Re: BRIN FSM vacuuming questions

From: Alvaro Herrera <alvherre(at)alvh(dot)no-ip(dot)org>
To: Tom Lane <tgl(at)sss(dot)pgh(dot)pa(dot)us>
Cc: pgsql-hackers(at)lists(dot)postgresql(dot)org
Subject: Re: BRIN FSM vacuuming questions
Date: 2018-04-02 20:32:27
Message-ID: 20180402203227.ri6hazqtke6u7oa6@alvherre.pgsql
Views: Raw Message | Whole Thread | Download mbox | Resend email
Thread:
Lists: pgsql-hackers

Tom Lane wrote:
> I noticed that several places in brin_pageops.c do this sort of thing:
>
> if (extended)
> {
> Assert(BlockNumberIsValid(newblk));
> RecordPageWithFreeSpace(idxrel, newblk, freespace);
> FreeSpaceMapVacuum(idxrel);
> }
>
> ie they put *one* page into the index's free space map and then invoke a
> scan of the index's entire FSM to ensure that that info is bubbled up to
> the top immediately. I wonder how carefully this was thought through.
> We don't generally think that it's worth doing an FSM vacuum for a single
> page worth of free space.

Yeah, there was no precedent for doing that, but it was actually
intentional: there were enough cases where we would extend the relation,
only to have the operation fail for unrelated reasons (things like a
concurrent heap insertion), so it was possible to lose free space very
fast, and since BRIN indexes are slow to grow it would become
noticeable. We could have waited for FreeSpaceMapVacuum to occur
naturally, but this would cause the index to bloat until next vacuum,
which could happen a long time later. Also, the idea behind BRIN is
that the indexed tables are very large, so vacuuming is infrequent.

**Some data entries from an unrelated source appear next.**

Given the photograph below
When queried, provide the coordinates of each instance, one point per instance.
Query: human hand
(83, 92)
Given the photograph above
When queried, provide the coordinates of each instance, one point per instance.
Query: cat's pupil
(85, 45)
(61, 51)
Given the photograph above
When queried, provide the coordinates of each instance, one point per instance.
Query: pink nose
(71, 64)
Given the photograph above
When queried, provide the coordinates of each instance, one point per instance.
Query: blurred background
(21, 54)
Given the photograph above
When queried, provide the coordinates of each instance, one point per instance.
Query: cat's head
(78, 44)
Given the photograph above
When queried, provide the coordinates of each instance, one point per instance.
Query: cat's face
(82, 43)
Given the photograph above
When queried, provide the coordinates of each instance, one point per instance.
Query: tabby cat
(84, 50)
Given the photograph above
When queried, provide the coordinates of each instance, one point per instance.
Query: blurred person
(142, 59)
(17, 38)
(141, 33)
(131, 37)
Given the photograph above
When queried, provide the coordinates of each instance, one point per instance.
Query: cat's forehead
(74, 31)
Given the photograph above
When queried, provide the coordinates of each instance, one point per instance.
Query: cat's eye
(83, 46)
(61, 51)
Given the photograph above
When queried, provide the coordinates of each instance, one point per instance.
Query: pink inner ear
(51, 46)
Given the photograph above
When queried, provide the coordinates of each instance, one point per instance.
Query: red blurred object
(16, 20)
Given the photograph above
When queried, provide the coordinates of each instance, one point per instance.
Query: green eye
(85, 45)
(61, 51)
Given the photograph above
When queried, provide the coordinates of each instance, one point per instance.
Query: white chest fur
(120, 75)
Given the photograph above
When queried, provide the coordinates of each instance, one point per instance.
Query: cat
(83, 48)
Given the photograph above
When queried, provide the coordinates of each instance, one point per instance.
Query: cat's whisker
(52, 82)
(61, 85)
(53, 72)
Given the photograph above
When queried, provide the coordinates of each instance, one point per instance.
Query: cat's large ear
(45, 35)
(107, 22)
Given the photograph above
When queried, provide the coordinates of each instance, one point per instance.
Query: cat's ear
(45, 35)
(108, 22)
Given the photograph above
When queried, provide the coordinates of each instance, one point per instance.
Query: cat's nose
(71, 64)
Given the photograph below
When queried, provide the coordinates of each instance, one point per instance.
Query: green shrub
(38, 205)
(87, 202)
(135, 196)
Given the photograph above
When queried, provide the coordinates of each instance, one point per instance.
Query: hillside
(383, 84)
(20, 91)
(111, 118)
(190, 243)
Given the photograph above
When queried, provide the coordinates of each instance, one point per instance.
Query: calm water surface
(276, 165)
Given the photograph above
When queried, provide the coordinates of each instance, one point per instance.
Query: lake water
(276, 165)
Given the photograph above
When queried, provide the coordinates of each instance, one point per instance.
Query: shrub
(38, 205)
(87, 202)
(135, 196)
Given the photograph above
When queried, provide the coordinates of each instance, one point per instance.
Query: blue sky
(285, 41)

I also considered the fact that we can save the newly acquired page in
relcache's "target block", but I was scared of relying just on that
because AFAIR it's easily lost on relcache invalidations.

> We could make these operations somewhat cheaper, in the wake of 851a26e26,
> by doing
>
> - FreeSpaceMapVacuum(idxrel);
> + FreeSpaceMapVacuumRange(idxrel, newblk, newblk + 1);
>
> so that only the relevant subtree of the FSM gets scanned. But it seems
> at least as plausible to just drop the FreeSpaceMapVacuum calls entirely
> and let the next VACUUM fix up the map, like the entire rest of the
> system does. This is particularly true because the code is inconsistent:
> some places that do RecordPageWithFreeSpace follow it up with an immediate
> FreeSpaceMapVacuum, and some don't.

Hmm I analyzed the callsites carefully to ensure it wasn't possible to
bail out without vacuuming in the normal corner cases. Maybe you
spotted some gap in my analysis -- or worse, maybe I had to change
nearby code for unrelated reasons and broke it afterwards inadvertently.

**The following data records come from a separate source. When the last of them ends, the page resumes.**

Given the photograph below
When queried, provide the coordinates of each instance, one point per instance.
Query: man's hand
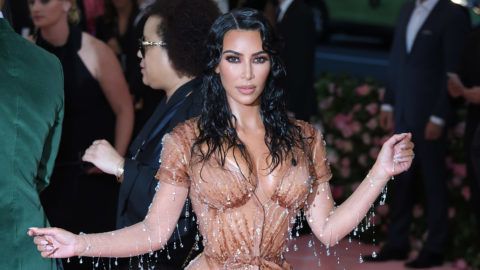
(433, 131)
(386, 120)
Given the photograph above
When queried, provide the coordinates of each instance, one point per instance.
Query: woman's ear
(67, 5)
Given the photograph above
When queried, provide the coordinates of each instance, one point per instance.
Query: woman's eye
(260, 59)
(232, 59)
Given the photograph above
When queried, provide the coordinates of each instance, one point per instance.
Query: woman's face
(244, 67)
(157, 69)
(47, 13)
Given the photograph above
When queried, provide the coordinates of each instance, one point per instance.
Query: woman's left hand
(395, 157)
(102, 154)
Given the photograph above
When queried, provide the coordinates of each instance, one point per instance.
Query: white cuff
(386, 108)
(437, 120)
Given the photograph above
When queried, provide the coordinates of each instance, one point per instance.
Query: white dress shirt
(418, 17)
(283, 9)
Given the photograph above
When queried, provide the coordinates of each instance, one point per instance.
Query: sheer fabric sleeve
(173, 160)
(155, 230)
(321, 168)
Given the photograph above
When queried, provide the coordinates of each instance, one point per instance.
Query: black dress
(76, 200)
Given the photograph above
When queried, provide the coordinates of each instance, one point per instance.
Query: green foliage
(349, 110)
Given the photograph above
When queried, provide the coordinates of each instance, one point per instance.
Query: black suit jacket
(417, 80)
(139, 183)
(297, 29)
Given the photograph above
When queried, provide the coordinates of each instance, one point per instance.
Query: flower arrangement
(348, 114)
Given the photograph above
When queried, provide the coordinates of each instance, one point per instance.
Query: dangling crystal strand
(383, 197)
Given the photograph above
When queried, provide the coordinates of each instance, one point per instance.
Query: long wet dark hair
(216, 124)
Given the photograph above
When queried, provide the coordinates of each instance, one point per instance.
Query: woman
(116, 29)
(172, 58)
(97, 105)
(247, 168)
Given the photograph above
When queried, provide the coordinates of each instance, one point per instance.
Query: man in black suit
(172, 52)
(466, 87)
(428, 39)
(297, 29)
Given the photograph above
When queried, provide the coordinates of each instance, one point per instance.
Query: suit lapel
(149, 125)
(427, 24)
(404, 25)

> Or, perhaps, there's actually some method behind this madness and there's
> good reason to think that FreeSpaceMapVacuum calls in these specific
> places are worth the cost? If so, a comment documenting the reasoning
> would be appropriate.

Range-vacuuming the FSM seems a good idea for these places -- no need to
trawl the rest of the tree. I'm not too excited about dropping the FSM
vacuuming completely and waiting till regular VACUUM. (Why do we call
this FSM operation "vacuum"? It seems pretty confusing.)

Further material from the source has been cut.